I recently wrote a post explaining the reaction of attendees to conferences where I speak about the future of work. Many people dislike thinking too much about the future. Some actively hate future sketches that run counter to what they would like to occur, or what they believe will occur. They will actively deny facts — like hedge funds laying off quants as control of investment decisions are being handed over to artificials — in order to conserve their images of the future. And some will hate the people who are creating these sketches.
The first consequence of being a ‘work activist’ — someone who is actively taking a role in the discussion about work — is that we will be held responsible for the unease we cause.
And relatively quickly, those that are angry about the confrontational aspects of work futures will ask the final question: whose views about work are legitimate?
We will need to push and shove, elbow and cajole, picket and march: there are no shortcuts, no utopian dawn where all rancor and opposition will be put aside, no beating our weapons into plowshares.
Who Gets to Ask These Questions?
I started out by asking ‘Who owns work?’, but will close with the prequel to that question: Who gets to ask these questions?

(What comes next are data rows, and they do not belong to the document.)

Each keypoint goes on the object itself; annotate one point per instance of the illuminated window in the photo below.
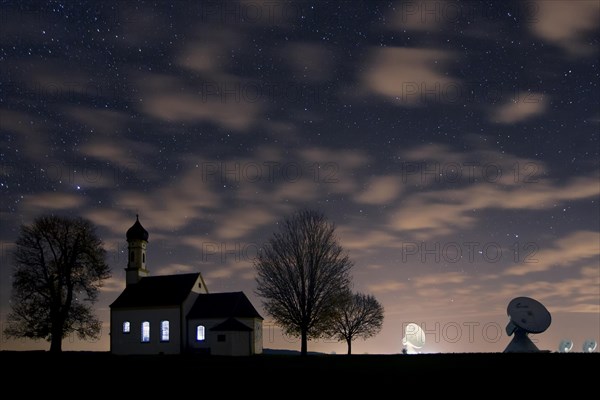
(200, 333)
(145, 332)
(164, 331)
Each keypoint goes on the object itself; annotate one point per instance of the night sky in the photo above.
(454, 145)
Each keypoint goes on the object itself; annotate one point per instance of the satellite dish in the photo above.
(413, 340)
(565, 346)
(589, 346)
(526, 316)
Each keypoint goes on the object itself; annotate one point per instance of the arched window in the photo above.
(200, 333)
(145, 332)
(164, 331)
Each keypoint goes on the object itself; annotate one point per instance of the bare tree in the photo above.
(359, 315)
(302, 272)
(59, 266)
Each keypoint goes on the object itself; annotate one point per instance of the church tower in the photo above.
(137, 239)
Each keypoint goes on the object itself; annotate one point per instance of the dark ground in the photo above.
(45, 373)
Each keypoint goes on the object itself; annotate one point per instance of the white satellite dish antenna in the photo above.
(526, 316)
(589, 346)
(414, 339)
(565, 346)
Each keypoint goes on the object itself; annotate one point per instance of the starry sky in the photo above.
(455, 145)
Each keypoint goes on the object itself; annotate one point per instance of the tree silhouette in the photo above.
(359, 315)
(302, 272)
(59, 266)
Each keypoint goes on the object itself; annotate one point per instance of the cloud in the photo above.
(210, 49)
(174, 204)
(439, 279)
(408, 76)
(241, 222)
(387, 286)
(364, 238)
(420, 15)
(100, 122)
(42, 202)
(442, 212)
(568, 24)
(525, 106)
(309, 62)
(566, 252)
(224, 100)
(380, 190)
(175, 269)
(31, 133)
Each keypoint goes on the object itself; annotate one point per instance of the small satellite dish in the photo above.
(526, 316)
(565, 346)
(589, 346)
(413, 340)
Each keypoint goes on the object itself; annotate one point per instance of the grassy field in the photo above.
(97, 368)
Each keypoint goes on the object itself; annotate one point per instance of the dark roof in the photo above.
(222, 305)
(232, 324)
(137, 231)
(153, 291)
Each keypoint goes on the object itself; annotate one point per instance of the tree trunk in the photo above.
(56, 340)
(304, 342)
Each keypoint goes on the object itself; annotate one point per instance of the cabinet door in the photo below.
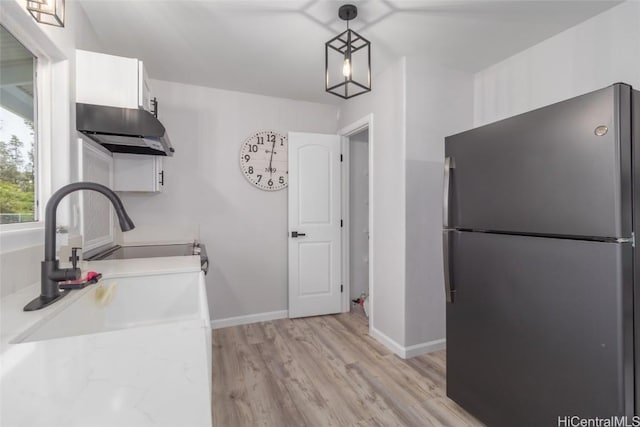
(106, 80)
(144, 89)
(133, 172)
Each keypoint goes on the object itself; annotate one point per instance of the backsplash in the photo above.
(20, 268)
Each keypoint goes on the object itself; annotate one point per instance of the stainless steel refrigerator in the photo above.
(540, 213)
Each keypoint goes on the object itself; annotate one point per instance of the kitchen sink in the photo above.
(136, 301)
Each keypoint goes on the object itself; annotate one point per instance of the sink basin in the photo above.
(137, 301)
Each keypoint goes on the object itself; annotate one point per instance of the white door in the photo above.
(314, 225)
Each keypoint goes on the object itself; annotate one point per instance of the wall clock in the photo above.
(263, 160)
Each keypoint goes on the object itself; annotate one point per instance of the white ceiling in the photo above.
(277, 47)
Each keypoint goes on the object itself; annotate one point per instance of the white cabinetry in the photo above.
(111, 80)
(133, 172)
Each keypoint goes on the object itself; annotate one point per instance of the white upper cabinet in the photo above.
(111, 80)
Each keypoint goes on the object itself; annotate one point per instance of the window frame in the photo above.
(19, 23)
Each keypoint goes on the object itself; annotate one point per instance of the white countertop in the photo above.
(145, 376)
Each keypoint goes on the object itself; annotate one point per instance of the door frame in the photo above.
(365, 123)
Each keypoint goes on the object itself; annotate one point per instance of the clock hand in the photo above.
(273, 147)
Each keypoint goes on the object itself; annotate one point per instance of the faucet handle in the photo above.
(74, 258)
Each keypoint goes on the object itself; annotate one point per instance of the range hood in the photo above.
(123, 130)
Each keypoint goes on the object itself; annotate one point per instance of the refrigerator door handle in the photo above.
(448, 291)
(448, 165)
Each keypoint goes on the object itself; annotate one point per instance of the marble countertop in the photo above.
(154, 375)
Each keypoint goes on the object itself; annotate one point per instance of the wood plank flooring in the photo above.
(325, 371)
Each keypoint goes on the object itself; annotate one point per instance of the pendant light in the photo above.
(49, 12)
(348, 60)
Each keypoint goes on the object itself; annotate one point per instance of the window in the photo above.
(18, 151)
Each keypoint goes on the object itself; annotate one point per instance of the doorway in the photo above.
(358, 220)
(357, 205)
(320, 223)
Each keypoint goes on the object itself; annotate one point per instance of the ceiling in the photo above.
(276, 48)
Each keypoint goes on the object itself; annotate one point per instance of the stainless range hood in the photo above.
(123, 130)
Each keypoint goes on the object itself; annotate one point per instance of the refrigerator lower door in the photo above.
(540, 328)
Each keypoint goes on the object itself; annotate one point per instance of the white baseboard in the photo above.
(425, 347)
(410, 351)
(251, 318)
(387, 342)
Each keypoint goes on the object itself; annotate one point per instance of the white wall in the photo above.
(22, 250)
(243, 227)
(596, 53)
(439, 103)
(387, 103)
(415, 104)
(358, 214)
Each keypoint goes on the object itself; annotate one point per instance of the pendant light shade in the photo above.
(348, 60)
(49, 12)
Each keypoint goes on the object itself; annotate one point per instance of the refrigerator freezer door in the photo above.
(539, 328)
(561, 170)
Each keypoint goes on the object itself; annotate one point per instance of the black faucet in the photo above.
(51, 273)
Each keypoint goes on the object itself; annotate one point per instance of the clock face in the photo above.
(263, 160)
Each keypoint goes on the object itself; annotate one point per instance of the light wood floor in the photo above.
(324, 371)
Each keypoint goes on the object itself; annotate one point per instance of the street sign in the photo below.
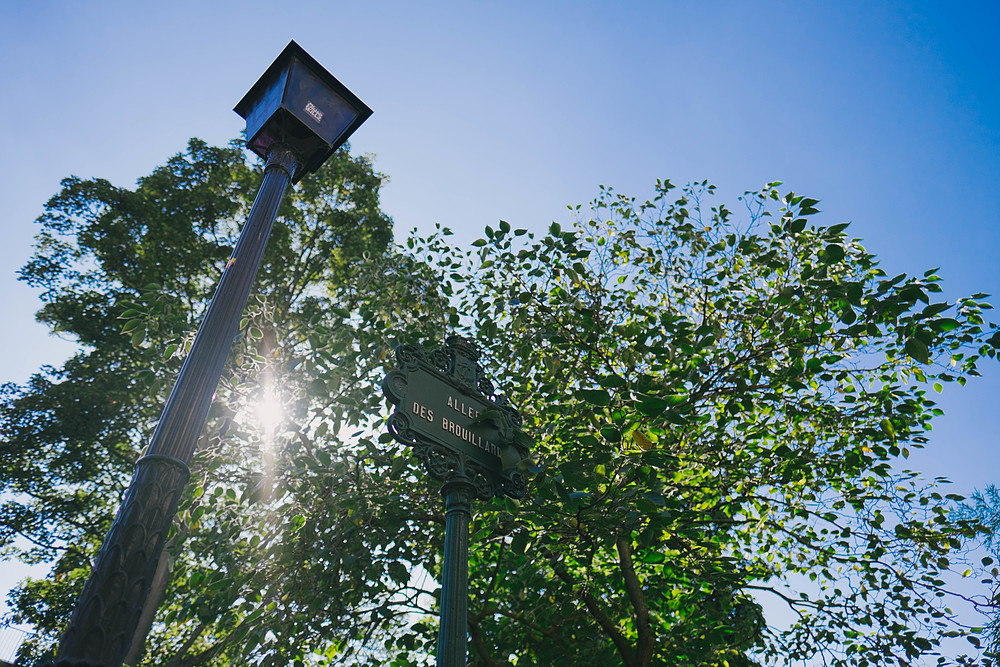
(448, 412)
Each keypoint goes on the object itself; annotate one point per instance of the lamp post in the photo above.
(297, 115)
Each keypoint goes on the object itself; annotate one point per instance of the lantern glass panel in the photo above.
(267, 103)
(315, 104)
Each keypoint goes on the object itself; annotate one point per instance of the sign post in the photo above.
(467, 436)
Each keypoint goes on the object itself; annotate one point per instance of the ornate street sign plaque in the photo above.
(449, 413)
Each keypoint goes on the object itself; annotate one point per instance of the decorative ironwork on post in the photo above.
(298, 114)
(469, 437)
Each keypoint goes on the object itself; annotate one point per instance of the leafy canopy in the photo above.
(720, 405)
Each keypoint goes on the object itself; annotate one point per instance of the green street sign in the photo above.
(448, 412)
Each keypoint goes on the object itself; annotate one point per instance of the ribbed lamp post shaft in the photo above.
(458, 493)
(104, 621)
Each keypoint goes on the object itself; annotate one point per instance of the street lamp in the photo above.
(297, 115)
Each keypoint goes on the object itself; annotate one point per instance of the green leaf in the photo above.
(917, 349)
(597, 397)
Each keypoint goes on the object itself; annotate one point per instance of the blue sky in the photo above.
(888, 112)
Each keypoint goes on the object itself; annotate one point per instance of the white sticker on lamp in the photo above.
(313, 111)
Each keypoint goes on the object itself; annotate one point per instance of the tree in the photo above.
(721, 405)
(984, 508)
(128, 274)
(718, 404)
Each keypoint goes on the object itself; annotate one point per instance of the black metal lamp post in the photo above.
(297, 115)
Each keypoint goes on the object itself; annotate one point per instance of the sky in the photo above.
(888, 112)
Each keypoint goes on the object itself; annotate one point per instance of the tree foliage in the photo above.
(721, 406)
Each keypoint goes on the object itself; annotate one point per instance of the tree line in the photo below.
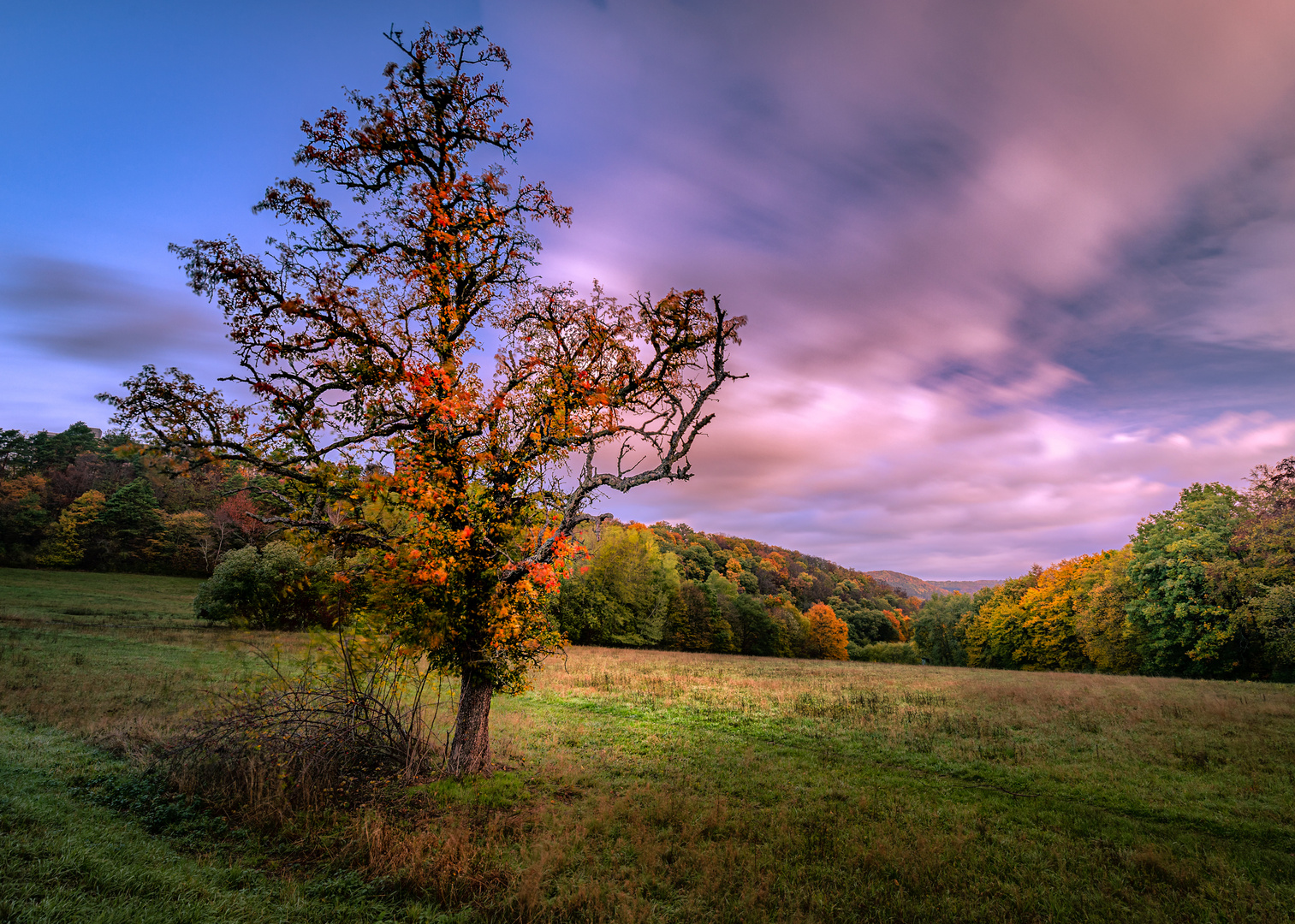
(1203, 589)
(80, 501)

Who gets to say our problem is wicked?
And the related questions: What to do when some actors assert that others should have no say, that business owners can compel workers to accept their worldview or else, that state legislatures can overrule cities, and when media can decide which commentators are legitimate and who isn’t?
The answer is that there is no single answer. This is a fractal, so every part of the wicked problem and every niche of the polycentric world it exists within is both wicked and polycentric, too. This is not a Gordian knot, a tame problem that can be solved with a single stroke of Alexander’s sword. We are stuck. We’ll have to deal with it, and all the forces converging on this space.

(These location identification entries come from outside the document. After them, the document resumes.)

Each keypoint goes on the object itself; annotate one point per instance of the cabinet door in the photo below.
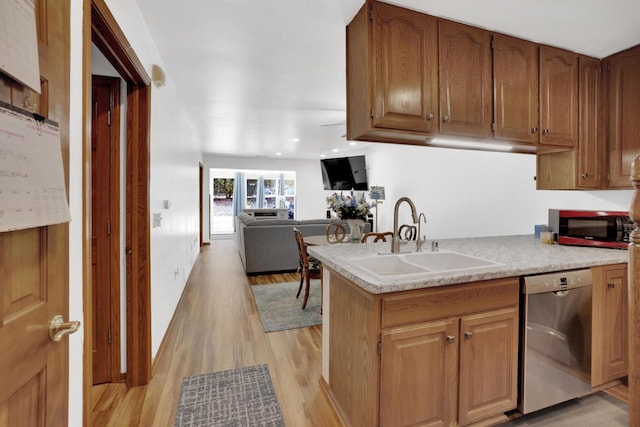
(589, 168)
(609, 349)
(465, 80)
(405, 69)
(488, 364)
(558, 97)
(515, 86)
(624, 115)
(418, 373)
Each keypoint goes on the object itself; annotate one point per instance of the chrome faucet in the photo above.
(395, 240)
(420, 241)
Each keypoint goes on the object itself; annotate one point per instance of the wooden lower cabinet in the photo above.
(609, 342)
(421, 365)
(441, 356)
(418, 372)
(488, 364)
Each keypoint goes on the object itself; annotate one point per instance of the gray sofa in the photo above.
(267, 245)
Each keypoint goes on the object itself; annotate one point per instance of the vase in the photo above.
(356, 227)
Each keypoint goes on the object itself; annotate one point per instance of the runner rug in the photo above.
(279, 308)
(238, 397)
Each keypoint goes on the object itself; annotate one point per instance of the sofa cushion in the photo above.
(319, 221)
(246, 218)
(269, 222)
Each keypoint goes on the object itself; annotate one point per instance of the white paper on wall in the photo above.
(19, 42)
(32, 185)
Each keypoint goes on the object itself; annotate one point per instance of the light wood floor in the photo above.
(216, 327)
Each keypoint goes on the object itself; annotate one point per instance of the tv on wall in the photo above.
(344, 173)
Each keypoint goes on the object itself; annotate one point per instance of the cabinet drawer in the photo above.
(448, 301)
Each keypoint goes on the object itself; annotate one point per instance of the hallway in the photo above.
(216, 327)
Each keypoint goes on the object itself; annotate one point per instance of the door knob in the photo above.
(59, 328)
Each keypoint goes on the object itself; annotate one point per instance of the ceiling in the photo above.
(263, 77)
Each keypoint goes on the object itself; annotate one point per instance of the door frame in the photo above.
(101, 28)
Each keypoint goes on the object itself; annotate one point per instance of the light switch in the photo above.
(157, 219)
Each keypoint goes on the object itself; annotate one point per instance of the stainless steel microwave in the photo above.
(607, 229)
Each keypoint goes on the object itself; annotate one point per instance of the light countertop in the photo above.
(516, 255)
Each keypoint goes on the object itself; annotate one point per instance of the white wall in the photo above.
(472, 193)
(76, 311)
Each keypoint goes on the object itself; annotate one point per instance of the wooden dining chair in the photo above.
(336, 233)
(310, 268)
(376, 237)
(408, 232)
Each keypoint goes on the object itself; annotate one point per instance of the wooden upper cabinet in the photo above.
(405, 76)
(623, 71)
(558, 97)
(590, 145)
(515, 89)
(465, 80)
(392, 74)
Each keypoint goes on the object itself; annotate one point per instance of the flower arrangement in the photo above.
(349, 207)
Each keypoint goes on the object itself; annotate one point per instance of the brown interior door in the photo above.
(34, 263)
(101, 229)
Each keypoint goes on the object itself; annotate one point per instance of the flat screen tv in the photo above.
(344, 173)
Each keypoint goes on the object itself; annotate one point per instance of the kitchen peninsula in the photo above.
(438, 348)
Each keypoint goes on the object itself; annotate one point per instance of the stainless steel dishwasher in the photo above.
(556, 345)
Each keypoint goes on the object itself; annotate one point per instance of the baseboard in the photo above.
(162, 346)
(324, 387)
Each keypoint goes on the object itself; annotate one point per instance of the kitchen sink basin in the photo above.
(398, 265)
(445, 261)
(388, 265)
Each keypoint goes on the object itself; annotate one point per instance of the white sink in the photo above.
(446, 261)
(384, 265)
(402, 264)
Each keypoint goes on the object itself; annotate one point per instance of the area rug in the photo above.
(238, 397)
(596, 410)
(279, 308)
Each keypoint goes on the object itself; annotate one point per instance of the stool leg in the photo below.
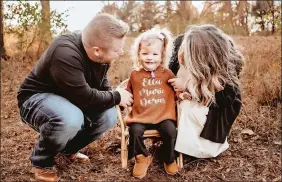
(124, 152)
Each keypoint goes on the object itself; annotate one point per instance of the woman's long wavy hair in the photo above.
(150, 36)
(211, 59)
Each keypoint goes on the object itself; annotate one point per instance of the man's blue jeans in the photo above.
(63, 127)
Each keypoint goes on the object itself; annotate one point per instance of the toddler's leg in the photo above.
(167, 131)
(136, 140)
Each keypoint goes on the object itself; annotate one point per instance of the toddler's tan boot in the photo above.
(171, 169)
(141, 165)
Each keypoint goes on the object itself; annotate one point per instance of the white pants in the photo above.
(192, 120)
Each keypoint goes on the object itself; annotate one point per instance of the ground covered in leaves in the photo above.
(255, 138)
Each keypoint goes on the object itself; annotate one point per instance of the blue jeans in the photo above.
(63, 127)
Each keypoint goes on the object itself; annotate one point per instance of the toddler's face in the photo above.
(150, 54)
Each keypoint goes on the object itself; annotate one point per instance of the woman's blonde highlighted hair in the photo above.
(153, 34)
(211, 59)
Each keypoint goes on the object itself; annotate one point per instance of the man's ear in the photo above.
(96, 51)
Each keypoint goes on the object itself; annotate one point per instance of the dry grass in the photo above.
(251, 157)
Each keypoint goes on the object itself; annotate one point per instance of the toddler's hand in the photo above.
(185, 95)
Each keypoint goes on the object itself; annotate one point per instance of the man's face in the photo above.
(114, 51)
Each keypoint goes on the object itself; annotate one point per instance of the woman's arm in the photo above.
(222, 114)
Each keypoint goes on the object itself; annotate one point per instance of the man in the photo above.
(67, 97)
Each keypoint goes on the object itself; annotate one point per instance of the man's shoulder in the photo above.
(67, 44)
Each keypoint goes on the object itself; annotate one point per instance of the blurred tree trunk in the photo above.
(45, 35)
(3, 52)
(228, 9)
(243, 12)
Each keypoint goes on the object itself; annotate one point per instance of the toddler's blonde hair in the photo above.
(153, 34)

We will need to push and shove, elbow and cajole, picket and march: there are no shortcuts, no utopian dawn where all rancor and opposition will be put aside, no beating our weapons into plowshares.

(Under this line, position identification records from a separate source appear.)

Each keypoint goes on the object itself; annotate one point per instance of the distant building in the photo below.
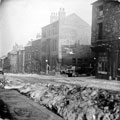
(63, 38)
(106, 38)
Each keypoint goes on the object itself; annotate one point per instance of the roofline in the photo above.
(95, 2)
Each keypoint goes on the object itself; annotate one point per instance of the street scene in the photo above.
(60, 60)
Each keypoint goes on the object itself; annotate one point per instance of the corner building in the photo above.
(62, 40)
(106, 38)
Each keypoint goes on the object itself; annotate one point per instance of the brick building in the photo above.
(12, 56)
(20, 60)
(36, 56)
(62, 40)
(28, 57)
(106, 38)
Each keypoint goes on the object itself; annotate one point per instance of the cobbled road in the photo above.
(83, 81)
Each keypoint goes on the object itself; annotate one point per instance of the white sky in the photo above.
(21, 20)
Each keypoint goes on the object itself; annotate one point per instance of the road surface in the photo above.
(83, 81)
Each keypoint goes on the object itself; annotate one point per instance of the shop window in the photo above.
(100, 30)
(102, 64)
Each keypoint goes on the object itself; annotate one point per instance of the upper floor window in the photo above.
(100, 30)
(100, 10)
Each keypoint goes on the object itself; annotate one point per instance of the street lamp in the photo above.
(46, 66)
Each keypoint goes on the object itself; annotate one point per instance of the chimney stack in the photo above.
(62, 14)
(53, 17)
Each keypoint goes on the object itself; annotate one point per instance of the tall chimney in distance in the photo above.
(53, 17)
(62, 14)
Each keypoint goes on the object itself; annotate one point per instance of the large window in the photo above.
(102, 63)
(100, 30)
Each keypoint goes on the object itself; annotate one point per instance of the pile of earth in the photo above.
(73, 102)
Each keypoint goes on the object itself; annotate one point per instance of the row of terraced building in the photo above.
(64, 42)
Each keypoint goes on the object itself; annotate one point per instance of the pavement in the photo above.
(22, 108)
(15, 106)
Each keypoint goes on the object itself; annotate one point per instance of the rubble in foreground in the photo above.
(73, 102)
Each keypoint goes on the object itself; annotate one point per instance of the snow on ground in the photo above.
(72, 102)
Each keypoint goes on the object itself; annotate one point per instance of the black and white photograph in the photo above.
(59, 59)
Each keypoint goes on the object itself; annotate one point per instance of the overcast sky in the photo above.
(21, 20)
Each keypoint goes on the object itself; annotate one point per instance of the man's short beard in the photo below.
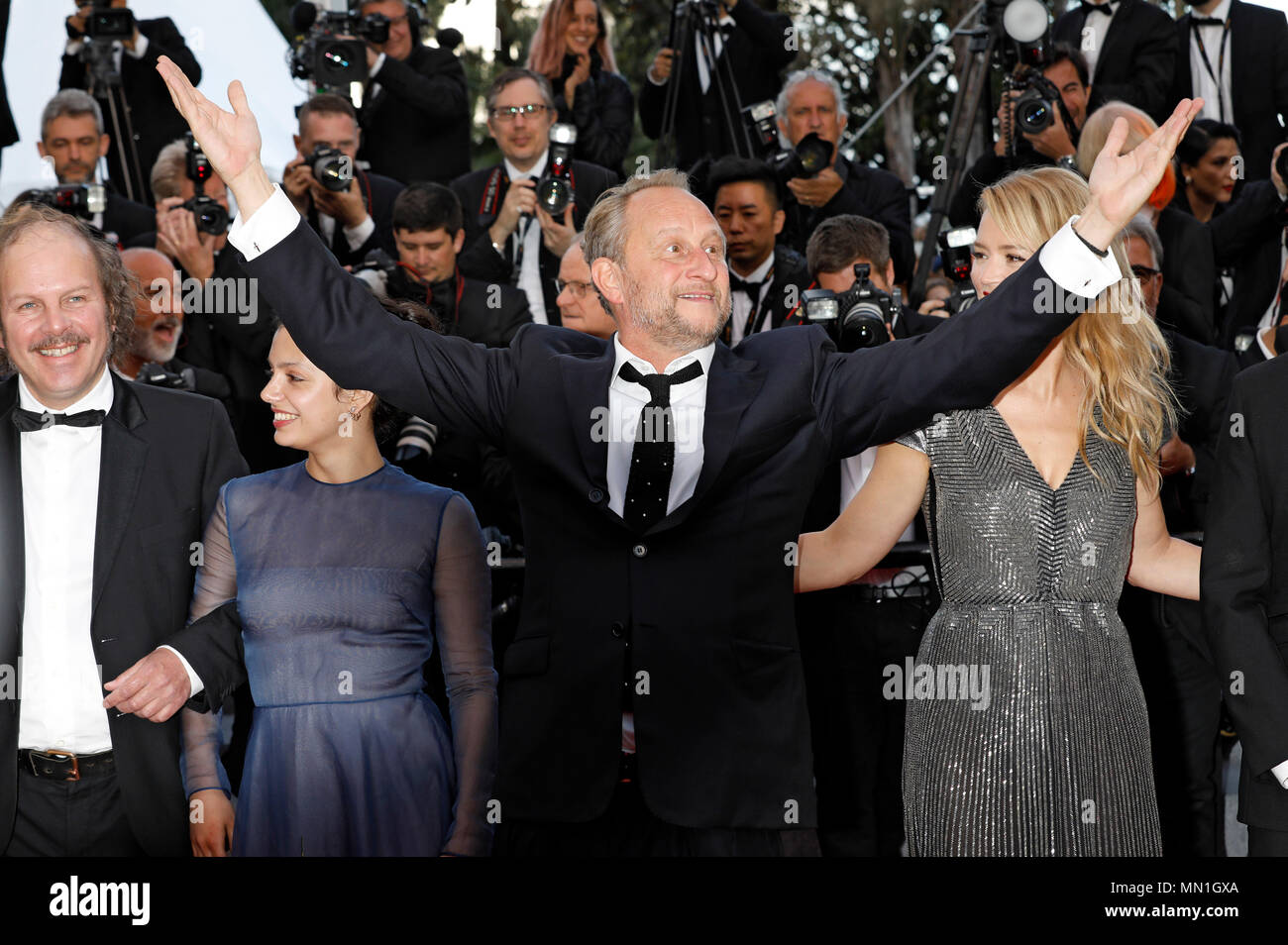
(653, 312)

Work is a wicked problem — a snarl of dilemmas, not a list of initiatives — and the whole world and all its actors are fighting to control it, bend it, contain it: in short, to own it.
As I said at the outset, this essay is doomed to be unequal to the task of creating some perfect shared understanding of the world of work. It fails on many levels: it’s not comprehensive, does not provide enough details to allow readers to compare pros and cons, and it lacks a solid list of conclusions or takeaways.
But I have asked some important questions, and if I have only made it clear that work has more in common with social ills than social good, perhaps I have accomplished something.
Work is a wicked problem — a snarl of dilemmas, not a list of initiatives — and the whole world and all its actors are fighting to control it, bend it, contain it: in short, to own it.
We won’t get to ‘solve’ work, but we can push in a certain direction, even though we can’t be sure of our success since we are living inside a wicked problem. And it may be even worse than that. Kelly Levin, Benjamin Cashore, Graeme Auld, and Steven Bernstein suggested that there is a class of ‘super wicked problems’ in which work seems to fit, that have some additional characteristics:
Time is running out.
No central authority.
Those seeking to solve the problem are also causing it.
Policies discount the future irrationally.
Exactly.
Footnotes
See Beneath and Beyond Corporate Culture, in the A Working Future series.
David Thompson and Michelle Shevin convened a small group in New York City recently to discuss the complexity of organizations and suggested they are wicked problems. See Wicked is the New Normal: Unifying Languages and Methodologies for Navigating Complex Problems for the thinking involved. The event was named Wicked Is the New Normal. This essay is motivated by that discussion and some work before and since.
Vincent Ostrom, Charles Tiebout, and Robert Warren (1961), The Organization of Government in Metropolitan Areas: A Theoretical Inquiry.